Music makes the operating room (OR) feel special, magical. There were spurts of blood and a flurry of hands, but I’ll start at the beginning of the story.

I hate to say that there is something exciting about getting called in to the hospital in the middle of the night. Logically, I know that means something bad is happening to someone else, but it makes my heart beat a little faster and my adrenaline surge. I had been following a surgeon at the hospital all Saturday. We didn’t have any cases, so we both went home to rest at 3 p.m.

We agreed that she would call me if anything came in. She always rolled her eyes when I asked her to do this because she thought I should probably just get some sleep and enjoy my weekend. At 8 p.m., I got a text from her saying, “Seems like a quiet night, so unless something changes, let’s meet at 8 a.m tomorrow morning to round.” However, I decided to go to bed early in case something came in that night.

At 1 a.m., I sat straight up in bed; my phone was playing a loud, jangling tone. I didn’t recognize the number, but I picked it up after rubbing some of the crust out of my eyes.

“We have a case. You don’t have to come in, but if you do, come through the emergency department (ED), and I’ll prop the door open so you can get up to the lounge. Be here ASAP if you’re coming. This case needs to go fast.”
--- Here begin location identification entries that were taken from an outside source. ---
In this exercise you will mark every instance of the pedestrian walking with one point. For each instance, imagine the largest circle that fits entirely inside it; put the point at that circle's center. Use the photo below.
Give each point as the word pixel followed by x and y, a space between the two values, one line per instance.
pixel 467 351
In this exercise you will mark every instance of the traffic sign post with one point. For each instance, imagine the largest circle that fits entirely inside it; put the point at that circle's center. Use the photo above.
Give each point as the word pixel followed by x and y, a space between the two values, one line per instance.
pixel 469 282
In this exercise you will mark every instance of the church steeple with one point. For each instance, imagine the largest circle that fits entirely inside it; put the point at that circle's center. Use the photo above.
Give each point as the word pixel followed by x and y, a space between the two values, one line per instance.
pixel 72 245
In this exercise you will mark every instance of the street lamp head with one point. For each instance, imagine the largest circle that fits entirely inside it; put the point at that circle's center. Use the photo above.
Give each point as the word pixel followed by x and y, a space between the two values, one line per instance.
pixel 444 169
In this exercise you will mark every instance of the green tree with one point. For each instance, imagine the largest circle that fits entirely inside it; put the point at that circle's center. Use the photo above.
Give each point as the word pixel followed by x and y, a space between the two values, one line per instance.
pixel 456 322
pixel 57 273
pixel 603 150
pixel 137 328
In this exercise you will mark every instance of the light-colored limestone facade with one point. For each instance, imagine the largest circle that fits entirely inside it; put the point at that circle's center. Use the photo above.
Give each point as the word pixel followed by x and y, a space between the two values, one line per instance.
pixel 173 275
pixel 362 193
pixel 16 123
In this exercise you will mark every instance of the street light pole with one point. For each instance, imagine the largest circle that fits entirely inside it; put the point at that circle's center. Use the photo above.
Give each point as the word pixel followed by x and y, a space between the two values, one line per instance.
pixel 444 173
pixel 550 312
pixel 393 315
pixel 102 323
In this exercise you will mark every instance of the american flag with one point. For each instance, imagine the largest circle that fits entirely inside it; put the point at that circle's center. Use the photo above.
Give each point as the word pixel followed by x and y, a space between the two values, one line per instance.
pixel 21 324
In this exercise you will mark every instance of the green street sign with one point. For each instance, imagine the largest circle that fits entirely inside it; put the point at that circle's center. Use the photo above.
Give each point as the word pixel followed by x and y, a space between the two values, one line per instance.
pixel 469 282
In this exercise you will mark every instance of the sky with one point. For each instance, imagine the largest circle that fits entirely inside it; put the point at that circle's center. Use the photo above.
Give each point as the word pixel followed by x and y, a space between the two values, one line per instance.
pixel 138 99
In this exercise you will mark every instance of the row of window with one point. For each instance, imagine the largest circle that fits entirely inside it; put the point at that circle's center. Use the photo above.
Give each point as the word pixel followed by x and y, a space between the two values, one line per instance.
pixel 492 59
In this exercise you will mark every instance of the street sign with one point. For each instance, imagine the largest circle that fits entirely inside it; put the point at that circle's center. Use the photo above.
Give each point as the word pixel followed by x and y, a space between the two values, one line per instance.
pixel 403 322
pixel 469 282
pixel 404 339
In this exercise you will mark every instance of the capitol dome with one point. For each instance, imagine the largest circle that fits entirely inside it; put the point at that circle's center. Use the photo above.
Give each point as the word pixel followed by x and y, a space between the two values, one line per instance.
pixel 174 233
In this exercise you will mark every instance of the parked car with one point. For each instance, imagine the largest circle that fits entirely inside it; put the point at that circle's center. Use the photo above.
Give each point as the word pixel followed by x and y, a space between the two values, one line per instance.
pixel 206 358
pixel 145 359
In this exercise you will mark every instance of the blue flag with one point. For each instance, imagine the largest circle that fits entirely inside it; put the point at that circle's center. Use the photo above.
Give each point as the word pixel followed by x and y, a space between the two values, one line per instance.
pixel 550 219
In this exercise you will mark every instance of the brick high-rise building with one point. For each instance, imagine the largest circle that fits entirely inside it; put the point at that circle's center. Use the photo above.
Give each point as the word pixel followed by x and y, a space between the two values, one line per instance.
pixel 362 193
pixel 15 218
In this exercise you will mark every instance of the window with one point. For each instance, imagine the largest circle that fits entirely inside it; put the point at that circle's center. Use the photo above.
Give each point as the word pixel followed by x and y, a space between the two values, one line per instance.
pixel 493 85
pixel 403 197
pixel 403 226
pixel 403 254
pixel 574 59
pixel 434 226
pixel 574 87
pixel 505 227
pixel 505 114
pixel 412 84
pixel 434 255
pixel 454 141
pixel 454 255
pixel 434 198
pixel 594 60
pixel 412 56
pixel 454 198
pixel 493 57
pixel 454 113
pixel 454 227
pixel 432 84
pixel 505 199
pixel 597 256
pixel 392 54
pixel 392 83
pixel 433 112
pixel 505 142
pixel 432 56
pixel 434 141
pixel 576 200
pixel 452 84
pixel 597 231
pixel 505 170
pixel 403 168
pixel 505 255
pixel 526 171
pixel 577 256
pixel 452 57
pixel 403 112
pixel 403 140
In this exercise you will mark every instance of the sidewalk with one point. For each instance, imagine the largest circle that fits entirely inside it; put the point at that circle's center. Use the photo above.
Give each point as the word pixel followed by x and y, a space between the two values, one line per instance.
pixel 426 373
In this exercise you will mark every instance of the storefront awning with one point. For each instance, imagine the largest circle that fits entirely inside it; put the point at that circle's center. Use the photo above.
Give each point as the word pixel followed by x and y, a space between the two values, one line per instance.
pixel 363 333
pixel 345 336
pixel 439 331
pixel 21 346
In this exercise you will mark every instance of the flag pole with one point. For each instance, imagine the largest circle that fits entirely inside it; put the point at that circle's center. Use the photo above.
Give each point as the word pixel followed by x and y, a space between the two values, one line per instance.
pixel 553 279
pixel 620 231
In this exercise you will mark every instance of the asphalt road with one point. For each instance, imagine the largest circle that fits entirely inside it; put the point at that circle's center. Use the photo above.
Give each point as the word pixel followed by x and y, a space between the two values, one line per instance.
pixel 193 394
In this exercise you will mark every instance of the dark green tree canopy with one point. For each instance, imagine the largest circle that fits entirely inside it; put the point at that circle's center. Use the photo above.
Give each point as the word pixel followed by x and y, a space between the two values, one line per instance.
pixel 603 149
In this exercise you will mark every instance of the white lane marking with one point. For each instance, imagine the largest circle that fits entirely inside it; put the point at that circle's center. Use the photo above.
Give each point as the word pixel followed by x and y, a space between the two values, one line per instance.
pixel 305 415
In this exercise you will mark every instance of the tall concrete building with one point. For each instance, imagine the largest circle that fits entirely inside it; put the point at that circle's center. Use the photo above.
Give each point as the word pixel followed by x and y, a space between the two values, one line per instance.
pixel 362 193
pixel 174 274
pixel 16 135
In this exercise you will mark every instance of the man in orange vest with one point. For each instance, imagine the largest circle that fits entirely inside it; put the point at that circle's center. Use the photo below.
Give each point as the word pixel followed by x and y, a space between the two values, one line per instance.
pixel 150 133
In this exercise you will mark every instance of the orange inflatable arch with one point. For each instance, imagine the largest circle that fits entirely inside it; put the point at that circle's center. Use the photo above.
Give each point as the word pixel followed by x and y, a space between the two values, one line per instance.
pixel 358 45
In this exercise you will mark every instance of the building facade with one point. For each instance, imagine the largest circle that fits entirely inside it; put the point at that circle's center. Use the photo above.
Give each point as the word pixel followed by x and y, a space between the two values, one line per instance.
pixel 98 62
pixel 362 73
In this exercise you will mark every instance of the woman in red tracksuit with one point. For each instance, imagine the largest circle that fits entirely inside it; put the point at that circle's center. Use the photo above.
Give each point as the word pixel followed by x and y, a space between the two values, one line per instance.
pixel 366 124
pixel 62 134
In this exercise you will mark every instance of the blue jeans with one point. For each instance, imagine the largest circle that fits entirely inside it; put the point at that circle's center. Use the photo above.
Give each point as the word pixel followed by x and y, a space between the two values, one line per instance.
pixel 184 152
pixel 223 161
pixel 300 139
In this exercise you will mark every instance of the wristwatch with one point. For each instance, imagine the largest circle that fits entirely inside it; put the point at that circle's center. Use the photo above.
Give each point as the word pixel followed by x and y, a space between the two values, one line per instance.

I quickly woke out of the fog. Before I even responded, I was pulling on a pair of scrubs. I grabbed two Diet Cokes and a granola bar before half-jogging out the door. It was pouring rain, and there was a chance of the roads flooding that night. I didn’t think about it as I tore down the road, probably a little too fast. My mind kept rifling through the possibilities of the case.

The surgeon hadn’t revealed any details, but I knew that it probably wasn’t an appendix, which is usually not a middle-of-the-night emergency operation. It was definitely not trauma because it was at a small, community hospital that didn’t handle traumas. I thought maybe a gallbladder, but that can usually wait until the morning as well.

I whipped my car into the ED parking lot. I walked into the front door of the ED, past all of the security and staff, and I shimmied through a door into the staff elevator. It always shocked me how much I could get away with in a hospital if I had my white coat on! I slid through the propped-open door on the second floor to get into the perianesthesia care unit and down the hall to the lounge. I took a deep breath before walking inside.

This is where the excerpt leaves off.